Eine enge Verbundenheit aufgrund vieler Begegnungen prägte das Austauschtreffen zwischen Schausteller Klaus Wilhelm (r.) und Generalvikar Alfons Hardt.pdp / Ronald PfaffPaderborn, 3. Januar 2019. Die Kraft der Jahrmärkte sei ungebrochen, betonte Schausteller Klaus Wilhelm im Gespräch mit Generalvikar Alfons Hardt.

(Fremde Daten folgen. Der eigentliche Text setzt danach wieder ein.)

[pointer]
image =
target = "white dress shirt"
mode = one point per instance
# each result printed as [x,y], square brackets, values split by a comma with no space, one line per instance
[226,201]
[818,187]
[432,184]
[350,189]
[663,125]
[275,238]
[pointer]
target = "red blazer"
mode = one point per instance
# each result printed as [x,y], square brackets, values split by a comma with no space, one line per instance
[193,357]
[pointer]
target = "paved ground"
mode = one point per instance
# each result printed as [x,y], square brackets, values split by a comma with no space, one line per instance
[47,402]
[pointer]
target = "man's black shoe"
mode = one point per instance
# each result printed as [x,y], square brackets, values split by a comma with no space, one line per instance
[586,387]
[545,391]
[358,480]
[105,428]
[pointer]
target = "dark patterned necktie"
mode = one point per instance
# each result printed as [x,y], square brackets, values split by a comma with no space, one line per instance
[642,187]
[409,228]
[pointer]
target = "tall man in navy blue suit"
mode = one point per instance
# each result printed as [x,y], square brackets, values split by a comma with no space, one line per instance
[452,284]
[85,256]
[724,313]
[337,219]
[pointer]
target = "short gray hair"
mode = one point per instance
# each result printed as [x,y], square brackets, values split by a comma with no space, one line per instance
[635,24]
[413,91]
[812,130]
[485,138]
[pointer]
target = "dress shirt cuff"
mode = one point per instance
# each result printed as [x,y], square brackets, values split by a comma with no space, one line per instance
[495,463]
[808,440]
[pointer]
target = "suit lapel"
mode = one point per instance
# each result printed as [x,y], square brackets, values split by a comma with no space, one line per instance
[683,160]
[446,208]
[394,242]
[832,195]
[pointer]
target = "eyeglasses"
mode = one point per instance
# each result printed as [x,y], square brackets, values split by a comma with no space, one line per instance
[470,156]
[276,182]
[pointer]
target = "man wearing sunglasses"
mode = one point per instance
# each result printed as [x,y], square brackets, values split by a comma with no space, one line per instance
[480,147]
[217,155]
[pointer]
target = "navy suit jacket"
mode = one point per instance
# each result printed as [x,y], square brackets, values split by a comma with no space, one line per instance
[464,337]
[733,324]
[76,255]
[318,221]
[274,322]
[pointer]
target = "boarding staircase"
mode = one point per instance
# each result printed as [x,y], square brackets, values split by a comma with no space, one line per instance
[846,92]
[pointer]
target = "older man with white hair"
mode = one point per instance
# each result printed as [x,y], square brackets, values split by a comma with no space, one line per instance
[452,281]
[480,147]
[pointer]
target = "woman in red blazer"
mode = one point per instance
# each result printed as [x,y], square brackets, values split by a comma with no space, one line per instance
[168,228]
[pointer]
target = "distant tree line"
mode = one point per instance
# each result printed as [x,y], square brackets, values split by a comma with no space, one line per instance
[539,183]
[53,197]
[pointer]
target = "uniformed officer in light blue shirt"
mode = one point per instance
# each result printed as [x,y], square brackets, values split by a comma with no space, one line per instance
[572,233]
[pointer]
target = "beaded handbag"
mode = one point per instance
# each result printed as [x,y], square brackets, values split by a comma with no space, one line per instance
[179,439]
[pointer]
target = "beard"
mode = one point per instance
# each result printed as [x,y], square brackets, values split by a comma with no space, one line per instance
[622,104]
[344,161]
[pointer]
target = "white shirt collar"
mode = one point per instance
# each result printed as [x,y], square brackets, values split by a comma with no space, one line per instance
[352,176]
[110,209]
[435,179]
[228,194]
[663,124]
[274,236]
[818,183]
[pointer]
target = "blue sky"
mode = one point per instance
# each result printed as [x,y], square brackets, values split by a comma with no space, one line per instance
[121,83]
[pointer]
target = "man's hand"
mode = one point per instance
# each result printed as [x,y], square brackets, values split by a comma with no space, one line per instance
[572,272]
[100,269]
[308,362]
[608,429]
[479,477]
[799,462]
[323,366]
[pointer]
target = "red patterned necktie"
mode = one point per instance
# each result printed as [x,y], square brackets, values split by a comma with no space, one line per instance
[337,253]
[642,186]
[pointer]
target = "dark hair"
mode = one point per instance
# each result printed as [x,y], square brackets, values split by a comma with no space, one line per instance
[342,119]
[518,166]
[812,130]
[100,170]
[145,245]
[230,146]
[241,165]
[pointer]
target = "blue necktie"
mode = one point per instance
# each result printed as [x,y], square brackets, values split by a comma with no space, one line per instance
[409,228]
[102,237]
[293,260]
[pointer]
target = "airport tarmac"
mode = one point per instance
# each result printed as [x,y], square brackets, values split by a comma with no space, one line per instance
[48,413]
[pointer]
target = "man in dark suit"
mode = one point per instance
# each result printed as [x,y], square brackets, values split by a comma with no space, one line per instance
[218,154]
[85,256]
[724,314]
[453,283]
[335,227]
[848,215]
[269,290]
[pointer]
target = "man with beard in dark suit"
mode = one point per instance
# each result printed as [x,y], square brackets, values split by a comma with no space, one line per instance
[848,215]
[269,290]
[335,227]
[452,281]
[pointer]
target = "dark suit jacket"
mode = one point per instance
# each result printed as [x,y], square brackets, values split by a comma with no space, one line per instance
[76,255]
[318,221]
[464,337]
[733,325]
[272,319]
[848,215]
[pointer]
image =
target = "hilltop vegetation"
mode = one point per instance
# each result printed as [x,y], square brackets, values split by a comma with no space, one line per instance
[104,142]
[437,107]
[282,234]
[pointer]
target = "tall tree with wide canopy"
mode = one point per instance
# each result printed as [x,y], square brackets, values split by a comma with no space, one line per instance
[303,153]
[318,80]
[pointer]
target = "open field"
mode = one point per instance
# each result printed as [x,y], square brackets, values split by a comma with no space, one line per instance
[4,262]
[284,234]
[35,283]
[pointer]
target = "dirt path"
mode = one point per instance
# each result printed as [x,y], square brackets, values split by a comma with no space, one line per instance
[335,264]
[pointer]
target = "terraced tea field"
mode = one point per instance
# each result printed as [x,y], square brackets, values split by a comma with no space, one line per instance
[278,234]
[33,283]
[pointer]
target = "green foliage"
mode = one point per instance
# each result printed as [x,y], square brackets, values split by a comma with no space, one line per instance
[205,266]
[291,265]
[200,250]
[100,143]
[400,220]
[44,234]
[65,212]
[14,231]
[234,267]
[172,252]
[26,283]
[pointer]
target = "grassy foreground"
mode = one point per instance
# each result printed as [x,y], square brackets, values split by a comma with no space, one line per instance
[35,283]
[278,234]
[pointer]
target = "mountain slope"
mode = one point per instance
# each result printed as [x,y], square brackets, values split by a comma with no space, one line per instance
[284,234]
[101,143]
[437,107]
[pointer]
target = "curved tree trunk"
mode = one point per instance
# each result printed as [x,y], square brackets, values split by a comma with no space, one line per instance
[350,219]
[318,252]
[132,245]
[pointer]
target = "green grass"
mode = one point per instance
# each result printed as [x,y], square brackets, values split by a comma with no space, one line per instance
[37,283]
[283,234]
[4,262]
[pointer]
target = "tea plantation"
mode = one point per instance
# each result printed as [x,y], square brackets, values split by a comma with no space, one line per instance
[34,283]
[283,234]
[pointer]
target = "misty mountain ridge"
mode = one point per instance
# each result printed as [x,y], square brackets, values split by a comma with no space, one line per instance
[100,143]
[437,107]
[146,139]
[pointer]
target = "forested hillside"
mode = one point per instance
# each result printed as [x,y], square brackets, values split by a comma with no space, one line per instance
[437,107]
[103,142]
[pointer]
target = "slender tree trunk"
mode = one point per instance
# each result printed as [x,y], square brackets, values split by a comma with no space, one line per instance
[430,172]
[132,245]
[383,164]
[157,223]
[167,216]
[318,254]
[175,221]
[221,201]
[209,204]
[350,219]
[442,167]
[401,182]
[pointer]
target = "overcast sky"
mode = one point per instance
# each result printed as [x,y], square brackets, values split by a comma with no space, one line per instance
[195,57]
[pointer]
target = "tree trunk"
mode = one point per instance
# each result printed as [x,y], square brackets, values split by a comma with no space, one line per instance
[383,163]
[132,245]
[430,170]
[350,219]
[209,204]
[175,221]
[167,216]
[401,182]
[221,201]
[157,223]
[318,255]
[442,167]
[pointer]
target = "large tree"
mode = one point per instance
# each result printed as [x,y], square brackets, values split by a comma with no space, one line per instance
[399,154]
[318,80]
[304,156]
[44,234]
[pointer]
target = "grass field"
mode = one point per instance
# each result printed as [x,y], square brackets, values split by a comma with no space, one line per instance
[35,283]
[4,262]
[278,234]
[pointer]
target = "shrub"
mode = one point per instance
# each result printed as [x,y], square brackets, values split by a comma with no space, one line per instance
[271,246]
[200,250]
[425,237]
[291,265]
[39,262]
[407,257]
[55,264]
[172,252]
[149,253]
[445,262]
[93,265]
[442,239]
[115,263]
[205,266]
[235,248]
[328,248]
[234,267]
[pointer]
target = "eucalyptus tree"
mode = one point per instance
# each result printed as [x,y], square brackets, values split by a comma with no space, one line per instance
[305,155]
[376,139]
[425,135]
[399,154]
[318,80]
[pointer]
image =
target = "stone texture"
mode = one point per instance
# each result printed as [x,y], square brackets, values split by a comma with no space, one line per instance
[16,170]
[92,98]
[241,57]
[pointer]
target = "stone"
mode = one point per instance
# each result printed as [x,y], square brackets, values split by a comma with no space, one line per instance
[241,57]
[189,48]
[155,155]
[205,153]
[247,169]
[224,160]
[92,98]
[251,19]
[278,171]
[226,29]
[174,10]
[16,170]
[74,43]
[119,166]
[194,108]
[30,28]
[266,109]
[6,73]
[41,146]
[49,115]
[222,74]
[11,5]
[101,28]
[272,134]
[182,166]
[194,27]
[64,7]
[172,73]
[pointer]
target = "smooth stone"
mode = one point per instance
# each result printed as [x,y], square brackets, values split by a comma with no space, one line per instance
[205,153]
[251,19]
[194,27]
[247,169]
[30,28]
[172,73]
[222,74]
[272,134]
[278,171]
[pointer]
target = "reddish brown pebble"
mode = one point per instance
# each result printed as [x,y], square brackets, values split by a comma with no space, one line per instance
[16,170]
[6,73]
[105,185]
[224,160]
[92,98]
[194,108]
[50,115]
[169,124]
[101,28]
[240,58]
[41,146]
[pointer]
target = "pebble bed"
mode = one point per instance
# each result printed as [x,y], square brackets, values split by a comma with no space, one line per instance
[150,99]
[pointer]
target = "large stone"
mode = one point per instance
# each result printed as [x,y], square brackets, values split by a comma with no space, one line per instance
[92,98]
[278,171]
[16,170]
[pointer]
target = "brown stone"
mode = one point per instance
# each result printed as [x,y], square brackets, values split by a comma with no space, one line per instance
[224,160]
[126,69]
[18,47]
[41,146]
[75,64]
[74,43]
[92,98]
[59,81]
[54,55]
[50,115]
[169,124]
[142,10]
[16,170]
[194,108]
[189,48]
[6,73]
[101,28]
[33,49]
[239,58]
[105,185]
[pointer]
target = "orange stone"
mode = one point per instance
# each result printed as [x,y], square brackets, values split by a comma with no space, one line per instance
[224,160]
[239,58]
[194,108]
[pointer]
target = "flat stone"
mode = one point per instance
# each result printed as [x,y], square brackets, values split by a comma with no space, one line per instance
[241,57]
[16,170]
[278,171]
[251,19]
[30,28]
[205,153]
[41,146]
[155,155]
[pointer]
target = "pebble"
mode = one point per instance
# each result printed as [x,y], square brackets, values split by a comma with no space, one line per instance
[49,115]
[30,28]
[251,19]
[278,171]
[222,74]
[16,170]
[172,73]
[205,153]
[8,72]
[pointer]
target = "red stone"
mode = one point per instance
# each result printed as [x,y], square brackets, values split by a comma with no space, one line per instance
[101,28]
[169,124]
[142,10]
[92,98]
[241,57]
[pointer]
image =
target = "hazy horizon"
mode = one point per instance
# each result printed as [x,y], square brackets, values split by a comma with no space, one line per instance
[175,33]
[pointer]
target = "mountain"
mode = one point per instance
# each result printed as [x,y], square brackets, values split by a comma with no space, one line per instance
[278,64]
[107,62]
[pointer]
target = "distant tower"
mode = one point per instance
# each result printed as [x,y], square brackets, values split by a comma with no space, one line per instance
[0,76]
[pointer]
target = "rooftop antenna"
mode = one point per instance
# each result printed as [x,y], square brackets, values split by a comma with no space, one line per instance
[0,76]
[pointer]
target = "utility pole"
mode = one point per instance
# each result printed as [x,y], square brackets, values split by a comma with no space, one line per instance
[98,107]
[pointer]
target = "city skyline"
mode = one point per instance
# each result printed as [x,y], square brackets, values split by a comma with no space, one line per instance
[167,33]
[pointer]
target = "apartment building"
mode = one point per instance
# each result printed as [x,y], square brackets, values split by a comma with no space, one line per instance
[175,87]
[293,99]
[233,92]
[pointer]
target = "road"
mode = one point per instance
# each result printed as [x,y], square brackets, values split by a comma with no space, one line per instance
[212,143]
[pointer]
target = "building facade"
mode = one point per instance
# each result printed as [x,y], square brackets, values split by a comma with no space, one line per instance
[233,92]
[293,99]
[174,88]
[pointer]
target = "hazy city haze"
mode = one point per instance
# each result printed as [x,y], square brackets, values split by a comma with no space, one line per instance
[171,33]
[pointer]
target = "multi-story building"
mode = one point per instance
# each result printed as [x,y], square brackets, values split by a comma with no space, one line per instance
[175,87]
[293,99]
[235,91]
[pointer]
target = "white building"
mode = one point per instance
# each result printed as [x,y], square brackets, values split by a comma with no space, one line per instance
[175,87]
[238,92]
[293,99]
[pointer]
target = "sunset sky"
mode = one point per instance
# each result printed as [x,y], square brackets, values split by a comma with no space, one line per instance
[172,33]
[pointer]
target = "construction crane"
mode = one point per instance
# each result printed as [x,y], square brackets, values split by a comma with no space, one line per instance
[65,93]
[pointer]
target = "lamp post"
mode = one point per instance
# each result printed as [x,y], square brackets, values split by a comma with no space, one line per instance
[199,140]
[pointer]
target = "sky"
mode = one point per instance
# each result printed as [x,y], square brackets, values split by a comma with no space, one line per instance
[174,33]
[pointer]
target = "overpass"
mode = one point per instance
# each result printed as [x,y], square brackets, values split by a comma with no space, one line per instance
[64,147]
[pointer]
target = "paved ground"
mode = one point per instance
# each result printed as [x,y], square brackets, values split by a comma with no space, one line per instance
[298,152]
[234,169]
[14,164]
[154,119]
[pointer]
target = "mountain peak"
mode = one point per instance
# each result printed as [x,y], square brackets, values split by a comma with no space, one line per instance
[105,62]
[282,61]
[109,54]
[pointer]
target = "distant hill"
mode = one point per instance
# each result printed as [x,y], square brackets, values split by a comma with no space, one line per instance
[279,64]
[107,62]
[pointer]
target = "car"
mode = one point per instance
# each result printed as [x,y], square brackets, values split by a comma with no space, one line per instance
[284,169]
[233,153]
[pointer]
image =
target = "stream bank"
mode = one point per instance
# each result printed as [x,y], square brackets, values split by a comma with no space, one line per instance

Im jährlichen Austausch zogen am Donnerstag der Generalvikar des Paderborner Erzbischofs und der Senior des traditionellen Schaustellerbetriebs Wilhelm & Söhne aus Hannover, der beim Libori-Fest unter anderem. das große Riesenrad am Liboriberg betreibt, ein positives Jahresfazit 2018.

„Volksfeste stehen immer noch hoch im Interesse des Publikums. Und wir haben ein gutes Publikum“, resümierte Klaus Wilhelm und blickte freudig auf das Libori-Fest 2018 zurück: „Die Stadt Paderborn war an allen Tagen sehr gut besucht, dabei spielte das gute Wetter natürlich eine Rolle. Ähnlich erfreulich war es auch beim Weihnachtsmarkt.“

Seit Mitte der 70er Jahre ist der Schaustellerbetrieb von Klaus Wilhelm eine der Attraktionen beim Libori-Fest. Eigentlich habe man zu diesem Zeitpunkt immer einen festen Stand beim Stadtfest in Lübeck gehabt, doch die Nachfrage aus Paderborn nach einem Riesenrad habe ihn zum Wechsel veranlasst. Einen Wechsel, den Klaus Wilhelm nicht bereut hat. Durch viele Begegnungen und ein gutes Miteinander sei nicht nur eine starke Verbundenheit zur Stadt Paderborn gewachsen, sondern auch zum Erzbistum Paderborn mit Erzbischof Hans-Josef Becker und Generalvikar Alfons Hardt an der Spitze.

„Ich genieße jedes Jahr die Aussicht vom Riesenrad auf dem Berg über die Stadt“, verwies der Generalvikar darauf, dass es längst zur Tradition gehört, die bischöflichen Gäste des Erzbistums Paderborn zum „Libori“-Auftakt zur Riesenrad-Runde einzuladen. Außerdem feiert Generalvikar Hardt am Freitagmorgen der Liborifestwoche in der Liborikapelle traditionsgemäß einen Gottesdienst mit den Schaustellern.

Seit gut 130 Jahren ist das Familienunternehmen aus Hannover im Schaustellergewerbe tätig. Über nunmehr 60 Jahre werden Riesenräder in der vierten Generation eigenverantwortlich von den Wilhelms betrieben. Die beiden Söhne von Klaus Wilhelm sind längst mit ins Geschäft eingestiegen, so dass der Familienbetrieb seinem Namen weiter gerecht wird. Gute Arbeitskräfte gehörten ebenfalls zu einem gut funktionierenden Unternehmen. „Momentan sieht es bei uns gut aus. Wir haben seit fast fünf Jahren eine feste Truppe an Mitarbeitern auch aus Rumänien“, erklärt Wilhelm. Diese seien gerade noch beim Weihnachtsmarkt in Essen für ihn im Einsatz. Mit einem „Weihnachts-Bonus“ ginge es nun wieder nach Hause, bevor ab März die Saison wieder eröffnet wird.

Im Gespräch mit Generalvikar Hardt verwies Klaus Wilhelm, der 14 Jahre Vizepräsident des Deutschen Schaustellerbundes e. V. war und zum Ehrenmitglied ernannt wurde, auf die neuen Herausforderungen für die Schausteller wie zum Beispiel die zunehmenden Sicherheitsvorkehrungen. „Wo sich viele Menschen versammeln, ist die Gefahr für einen Anschlag oder ein Unglück größer“, zeigt der 70-Jährige Verständnis, wenn Kommunen und Veranstalter neue Maßnahmen aufnehmen. Viele Vorkehrungen seien dezent und geräuschlos im Hintergrund – so wie in Paderborn. Er habe allerdings auch den Eindruck gewonnen, dass viele Besucher und Besucherinnen mit einer „Jetzt-erst-recht“-Einstellung bewusst die Kirmessen und Volksfeste besuchten.

Er wünsche sich allerdings einen Abbau der Bürokratie, die seine Frau oft bis in die Nacht mit Papieren beschäftige. Auch sei die Anforderung nach „größer und schneller“ nicht immer der richtige Weg. Eine gute Atmosphäre schaffen, Attraktivität mit Sicherheit verbinden und einen freundschaftlichen Kontakt zu den Nachbarn einer Kirmes suchen, seien für den verdienten Schausteller Klaus Wilhelm immer wichtiger gewesen.